Trust, not just in the technology, the ethics around AI, privacy, security — all that also matters — but trust in the business model. Our business model depends on one thing and one thing alone: the world having more trust in technology.
I think people are going to put more value on their data. Even individual consumers are going to wake up to the fact that there’s nothing free. It’s not to say that there isn’t room for someone to say, ‘Yeah, this is a good trade, where I’m using a free service in exchange for some data.’ But there’s nothing free about it.
Amazon is first and foremost an AI engine that hoovers up and analyses your data to sell you stuff you never knew you needed. It is now heavily into subscription services like Amazon Prime to make money while it sleeps. It sells Echo, Ring and Fire TV devices that all earn it services revenue.
Protection – well, it verges on paranoia and tin-hat stuff.
Joe and Jane Average need to become more aware of the data they are sharing. They should
Remove every unnecessary app – Android, iOS, Windows, or Mac
Never sign into any app with Google, Facebook, Apple or other social media logins – it just expands their tracking.

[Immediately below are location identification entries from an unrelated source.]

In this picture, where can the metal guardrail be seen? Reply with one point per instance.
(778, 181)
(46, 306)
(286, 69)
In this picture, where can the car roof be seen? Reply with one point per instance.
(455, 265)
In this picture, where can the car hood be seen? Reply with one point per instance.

Enable two-factor authentications where possible (when you log in, you get an SMS code to verify)
Get a ‘rubbish’ Gmail account to use instead of your personal email account
Never use your actual birthday – select a different one, say 10-years later, that you will remember
Cancel any subscriptions that you have been too lazy to!
If you have loyalty apps/cards that you seldom use, it is best to remove the app. You can always reinstall later if you need to.
Consider putting all the occasional use apps onto a spare smartphone or tablet that you leave at home. They can’t track you when you are out.
Go to the Big Tech sites and access your account to see what data is collected. Set privacy to the maximum. Delete any data you can.
Go to your app settings and look at permissions. Turn off the camera, microphone, location, or any permission that the app does not need to function. At worst, if the app won’t work, you can undo the setting.
Read privacy terms before you install apps. Look for who with and how data is shared. If it seems odd, don’t install the app.
Look for cloud storage locations – ideally in your country and subject to its laws
Use a VPN to encrypt and anonymise your data, especially if using public hotspots
What I am worried about is tech in general. Any tech connected to the internet can exfiltrate your data to nation-states, cybercriminals and even app developers. And there is little to no law to protect us.
An app that requires location permission can track you anywhere. An app that requires camera permission can take photos and video. Or even a loyalty card can track your every purchase and monetise that data.